The `processBlock` method has five arguments:

- the `Uint8List` where the input block is read from
- offset into the input where the block starts
- length of the input block
- the output `Uint8List` where the calculated block will be written to
- offset into the output where the block starts writing from

It returns the number of bytes written. Which is especially important
when the last block is smaller than the maximum size. Always use the
returned output size to know how much of the output is valid.

#### Using process

The `process` method can also be used instead of `processBlock`. It is
simpler, because it creates and returns the output block. However, it
requires the input to be no larger than _inputBlockSize_. And the
_inputBlockSize_ depends on the bit-length of the key.
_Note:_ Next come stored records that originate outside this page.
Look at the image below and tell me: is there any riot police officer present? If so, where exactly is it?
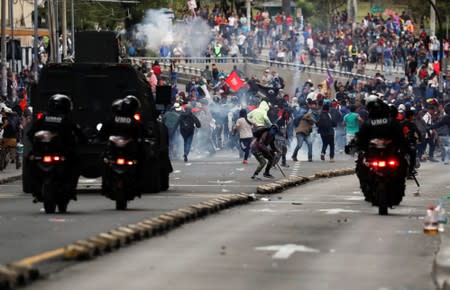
[27,94,86,199]
[354,96,407,153]
[99,95,143,142]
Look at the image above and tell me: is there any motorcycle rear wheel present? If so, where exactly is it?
[42,182,56,214]
[375,183,389,215]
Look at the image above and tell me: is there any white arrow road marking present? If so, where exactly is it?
[319,208,360,214]
[255,244,320,259]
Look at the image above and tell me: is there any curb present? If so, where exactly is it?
[432,235,450,290]
[0,168,355,290]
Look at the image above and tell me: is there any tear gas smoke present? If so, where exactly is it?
[135,10,213,56]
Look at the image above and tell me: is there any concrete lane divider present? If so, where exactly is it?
[0,168,355,290]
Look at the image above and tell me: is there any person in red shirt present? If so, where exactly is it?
[152,60,161,80]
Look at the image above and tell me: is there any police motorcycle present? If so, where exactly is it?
[345,100,408,215]
[25,94,82,214]
[99,95,143,210]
If `process` is used, the program needs to ensure the size of the data
and the bit-length of the key are both suitable.

#### Decryption errors

If the ciphertext cannot be decrypted, an `ArgumentError` is thrown.
The message associated with the `ArgumentError` can be ignored, since
it only describes the symptoms and not the cause: it does not help in
diagnosing why it failed.

Even if the ciphertext was successfully decrypted (i.e. no exception
was thrown), it does not guarantee the result is the same as the
plaintext that was encrypted. Encryption is designed to provides
confidentiality, and not integrity.  If data integrity is important,
additional mechanisms -- such as digests, HMACs or signatures --
should used in conjunction with encryption.